Originally Posted by ace996
So you plugged a leak in your intake system and made your ram-effect more efficient...that's what I would like to do. Increasing the amount of air that is forced into the box is not going to make as much of a difference if there is a hole in it. It's like filling that tub with two drains(air manifold and the hood vent)...block one and the water will fill up faster, just like it did when you blocked the brake-duct exit.
No, you're wrong. The MC's OEM air intake doesn't have the leak you are suggesting. The OEM brake duct on my MC is NOT actually a scoop for the air intake system, it merely acts as a source of cold air into which the snorkel from the air-filter box is attached. However, I have converted it into a scoop for the air-intake system by almost completely blocking it off, this has increased the pressure inside the "scoop" over what it was when it was a "brake duct". The second air intake is behind the headlamp and this is VERY leaky and is not sealed at all. If you block the mouth of this second air intake, then the MC loses power BIG TIME at WOT.
The photo below shows what I have done.
It appears to me that you have the idea that some of the air entering your intake system through the air scoop, Part 3, when the engine is working at WOT will exit out through the air intake/vent Part 1. This just won't happen. Even if the engine is operating at a VE of, say, 110%, the pressure inside the air intake system just in front of the throttle isn't going to be at a static pressure of much above ambient air pressure, but for your engine to be operating at a VE of more than 100%, then that will only occur due to ram effect as a consequence of your car moving at sufficient forwards velocity to produce a sufficiently high positive dynamic pressure at the openings of Parts 1,2 and 3. Your engine, being an air pump, will always be at the lowest pressure point relative to the pressures at the openings of Parts 1,2 and 3 when the engine is working at WOT. Yes, the air pressure above Part 1 will be lower than Parts 2 and 3, but at WOT it will always be above the pressure immediately in front of the throttles. Remember your engine is a normally aspirating
(= sucking) air pump and this creates relative negative pressure to draw air inside it.

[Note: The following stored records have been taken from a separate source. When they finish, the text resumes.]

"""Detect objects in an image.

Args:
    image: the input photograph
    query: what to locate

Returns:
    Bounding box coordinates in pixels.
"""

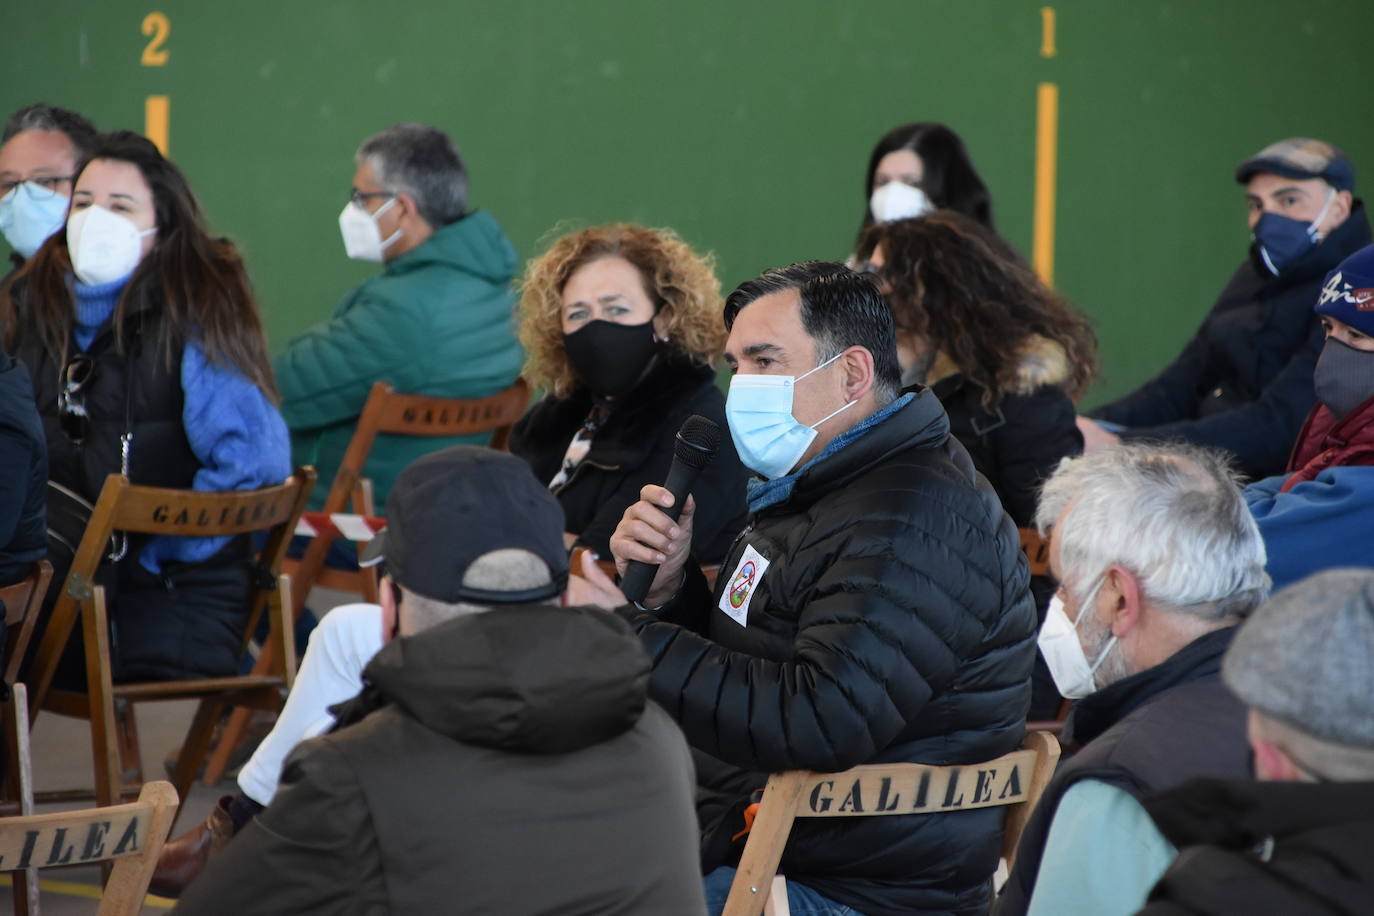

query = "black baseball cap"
[360,446,569,604]
[1235,137,1355,193]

Think about this: if your bath taps had hose pipes connected to them so that the water leaving the hose pipes was below the level of the overflow drain in the bath, do you think that the water would stop flowing out of the pipes as soon as the water level covered the ends of the hose pipes and that this would stop the bath from filling further? If not, why does this arrangement not stop the taps from running, even if the hot tap was only flowing at half the rate as the cold tap?